Like many idealistic young people right after World War II, I was a World Federalist and hoped that the Soviet Union could be persuaded to join a world government. Because of this interest, I majored in Russian at Bryn Mawr and in 1953 received an MA in Russian studies from Harvard. My first job was in Washington as a researcher for the newly elected senator from Massachusetts, John F. Kennedy.

Oddly, it was in New York, where I later went to work as a Russian-language translator, that I got to know Senator Kennedy. I saw him there occasionally during the winter of 1954–1955 when he was undergoing two operations on his spine. Doctors at the hospital said that the danger did not come from his back, but from a form of Addison’s disease, a disorder of the adrenal glands, which produce hormones that enable the body to deal with stress. Kennedy could survive a major operation, and was one of the very first to do so, because of cortisone and other artificial substances that were used to combat shock and infection.

One of the doctors I knew begged Kennedy not to go through with the first operation. And Kennedy, about to be wheeled into surgery, said simply: “I’d rather die than go around the rest of my life on crutches.”

That winter he did almost die, several times. I went to see him, posing as one of his sisters, whenever he asked me to come or whenever I heard that he was better. Each time I went I was sad because I thought he was going to die. But within a few minutes I would be laughing and incredulous at the scene in his hospital room. One Saturday I found him with a Howdy Doody doll as tall as he was lying under the covers beside him. He had a tank of tropical fish at the foot of the bed and a life-size cutout of Marilyn Monroe tacked upside down on his door.

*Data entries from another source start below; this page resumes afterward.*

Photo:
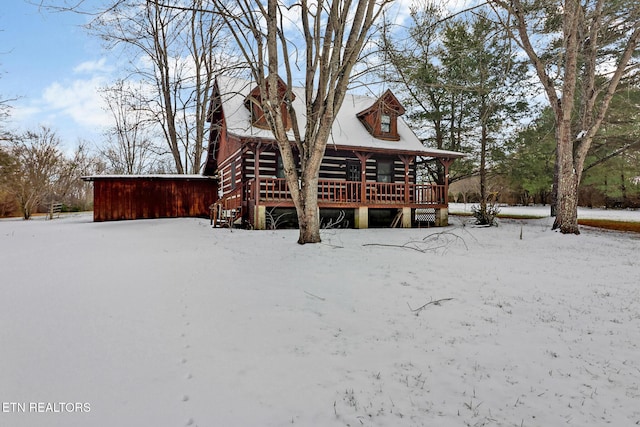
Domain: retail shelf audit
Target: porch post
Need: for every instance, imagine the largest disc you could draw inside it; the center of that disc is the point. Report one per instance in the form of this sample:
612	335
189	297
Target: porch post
442	214
406	160
446	163
363	175
361	217
257	149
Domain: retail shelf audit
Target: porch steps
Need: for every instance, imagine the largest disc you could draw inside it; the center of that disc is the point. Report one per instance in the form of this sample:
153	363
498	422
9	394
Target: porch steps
397	219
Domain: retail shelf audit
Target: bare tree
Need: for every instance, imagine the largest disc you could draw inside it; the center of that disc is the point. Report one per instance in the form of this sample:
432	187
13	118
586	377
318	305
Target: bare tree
580	72
130	148
38	164
175	51
323	39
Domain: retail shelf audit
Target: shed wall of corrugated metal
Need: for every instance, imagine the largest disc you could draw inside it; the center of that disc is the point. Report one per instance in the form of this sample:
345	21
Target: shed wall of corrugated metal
140	198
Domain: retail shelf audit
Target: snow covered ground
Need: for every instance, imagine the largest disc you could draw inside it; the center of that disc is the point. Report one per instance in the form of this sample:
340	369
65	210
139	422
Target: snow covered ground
172	323
544	211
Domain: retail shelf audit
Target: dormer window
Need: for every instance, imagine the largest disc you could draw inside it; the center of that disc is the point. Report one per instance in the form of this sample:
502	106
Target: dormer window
381	119
253	102
385	123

On the floor at the head of his bed were three tall stacks of books, and I noticed that many of them were about how this or that politician had become president, or how some politician or other had won his party’s nomination for the presidency. On this particular afternoon the room was also filled with a gaggle of gum-chewing bobby-soxers, “cousins from New Jersey,” Jack said, every one of whom was treating him with ebullient irreverence. A nurse came in and raised her hand to her head in dismay. “He’s supposed to see no one but family,” she moaned. “But he has such an enormous family—especially sisters.”

Sometimes I brought him a copy of the New York Post in an effort to make him more liberal. Once he hurled it across the room, and it hit me with a force that belied his weakened state. “You liberals!” he shouted, and went on to excoriate half a dozen Harvard professors and experts on Russia whom I admired—all of them to become well-known advisers of his once he was in the White House. You see, Jack had not come on his liberal days yet.